Bank of England: For once the Bank of England has avoided raising eyebrows. It could have announced two unconventional measures in this month’s statement: yet more money-printing, or cutting the rate paid to banks on reserves held at Threadneedle Street. Fortunately neither appeared.
Such measures would, in theory, have encouraged banks to put more their piles of cash to work instead of hoarding it. But the UK’s problem isn’t that the cash isn’t there. It’s that the cash is flowing into the financial markets more than into the real economy.
The BoE’s statement did not move policy on much from August. Back then, three members of the Monetary Policy Committee — including the governor Mervyn King and Tim Besley, who wanted rates raised in 2008 even as the economy was stalling — unsuccessfully called for £25 billion more money printing than the £175 billion to which their colleagues agreed. This time, such calls were even less likely to succeed. The UK appears to be recovering somewhat. After huge falls taking manufacturing output back to 1993 levels, there is some growth.

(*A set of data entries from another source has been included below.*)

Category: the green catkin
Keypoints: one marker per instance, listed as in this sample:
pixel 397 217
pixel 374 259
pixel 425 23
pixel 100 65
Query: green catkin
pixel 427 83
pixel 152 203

Manufacturing output rose by 0.9 per cent from June to July, and goods exports by 5 per cent.
The worry is the extent of the stimulus that has been required to generate the meagre turn. The £175 billion the BoE will have printed and spent by November is equivalent to about 13 per cent of GDP, dispensed in less than one year. The government’s fiscal deficit is of similar size. The total injection into the UK economy can therefore be said to approach one-quarter of GDP. Yet this extreme dosage is achieving only weak growth.
There are limits to what policymakers can achieve. Economies, like people, have a healing process. Doctors may help. But time, too, is needed. Right now, banks don’t want to lend. Corporations and consumers, faced with reduced demand for their produce and labour, mostly prefer to save rather than borrow. The BoE would only be pushing further on a string if it expanded its unconventional money-printing policy. Economist John Maynard Keynes’ remedy was fiscal stimulus. The UK already has that — big time.
The freshly printed cash is going somewhere. Global stock markets are up about 40 per cent since March. But the cries of joy from hedge funds are not ones most of the country can share. The healing process in consumer spending and the housing and labour markets still seems fragile. The year ahead may yet hold more unpleasant surprises — from the economy and the BoE.